Réalisée auprès de 800 lycéens et lycéennes et 400 de leurs parents, tous représentatifs de la population française, cette étude a cherché à comprendre précisément comment les choix d’orientation se construisent dans l’esprit des jeunes, mais aussi la perception qu’en ont leurs aînés. Le rapport part du constat que 37% des lycéennes envisagent de s’orienter vers une école informatique ou une école d’ingénieur, contre 66% de garçons, alors même qu’elles sont 56% à s’intéresser aux secteurs du numérique et de l’informatique.
Le rôle déterminant des parents
Si tous les jeunes s’accordent à dire qu’il faut être bons dans les matières scientifiques pour réussir dans une école d’informatique, un premier problème se pose alors puisque seulement 43% de filles pensent avoir le niveau, contre 78% de garçons, et ce même quand elles ont plus de 14/20 de moyenne dans ces matières. " Les jeunes filles sont plus dures envers elles-mêmes, explique Amandine Lama, directrice de clientèle d’Ipsos engagée dans l’élaboration de cette étude. Elles cultivent le sentiment qu’elles n’ont pas le niveau pour intégrer une école d’informatique ou d’ingénieur ".
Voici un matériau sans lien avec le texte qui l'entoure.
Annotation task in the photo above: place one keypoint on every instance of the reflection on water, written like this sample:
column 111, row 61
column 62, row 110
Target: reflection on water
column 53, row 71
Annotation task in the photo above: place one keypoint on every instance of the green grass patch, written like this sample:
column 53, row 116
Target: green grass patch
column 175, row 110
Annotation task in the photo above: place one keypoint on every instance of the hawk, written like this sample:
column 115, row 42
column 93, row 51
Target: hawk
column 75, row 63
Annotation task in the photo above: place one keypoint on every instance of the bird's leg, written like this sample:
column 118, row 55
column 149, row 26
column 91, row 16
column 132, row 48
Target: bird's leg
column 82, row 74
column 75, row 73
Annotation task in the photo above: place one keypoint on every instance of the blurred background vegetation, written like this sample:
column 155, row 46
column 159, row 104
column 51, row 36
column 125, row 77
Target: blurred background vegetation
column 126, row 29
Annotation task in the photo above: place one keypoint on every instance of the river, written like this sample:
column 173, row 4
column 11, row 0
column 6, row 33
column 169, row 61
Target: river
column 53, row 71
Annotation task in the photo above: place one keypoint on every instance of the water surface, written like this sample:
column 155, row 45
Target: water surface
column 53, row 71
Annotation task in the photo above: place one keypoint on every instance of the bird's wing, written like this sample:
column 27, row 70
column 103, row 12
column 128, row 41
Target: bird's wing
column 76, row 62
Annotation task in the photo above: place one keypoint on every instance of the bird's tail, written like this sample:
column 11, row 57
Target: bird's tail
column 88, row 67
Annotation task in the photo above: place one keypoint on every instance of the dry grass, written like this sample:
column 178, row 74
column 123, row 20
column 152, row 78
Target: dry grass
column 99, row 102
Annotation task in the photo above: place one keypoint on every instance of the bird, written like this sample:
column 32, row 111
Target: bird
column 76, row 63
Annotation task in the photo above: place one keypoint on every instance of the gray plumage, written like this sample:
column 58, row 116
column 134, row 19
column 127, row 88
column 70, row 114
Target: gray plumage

" L’étude nous révèle aussi le rôle déterminant des parents sur ces sujets ", poursuit cette experte d'Ipsos. Les parents sont en effet les premières personnes à qui les jeunes font confiance dans leur choix d’orientation (pour 33% d’entre eux). Et c’est là que le bât blesse : 33% des filles seulement sont encouragées par leurs parents à s’orienter vers les métiers du numérique, contre 61% des garçons. Moins exposées à des discours positifs sur les métiers informatiques, elles sont beaucoup plus nombreuses à les considérer comme trop techniques, solitaires ou ennuyeux.
L’une des raisons de ce manque d’engouement pour orienter sa fille vers cette filière semble résider dans le caractère masculin et potentiellement moins accueillant de cet environnement pour les femmes. En effet, 76% des lycéens considèrent que la profession d’expert informatique est un métier masculin. De la même façon, 87% des parents pensent que les femmes diplômées d’écoles informatiques sont désavantagées par rapport aux hommes, sur les questions de salaire, d’évolution ou d’embauche.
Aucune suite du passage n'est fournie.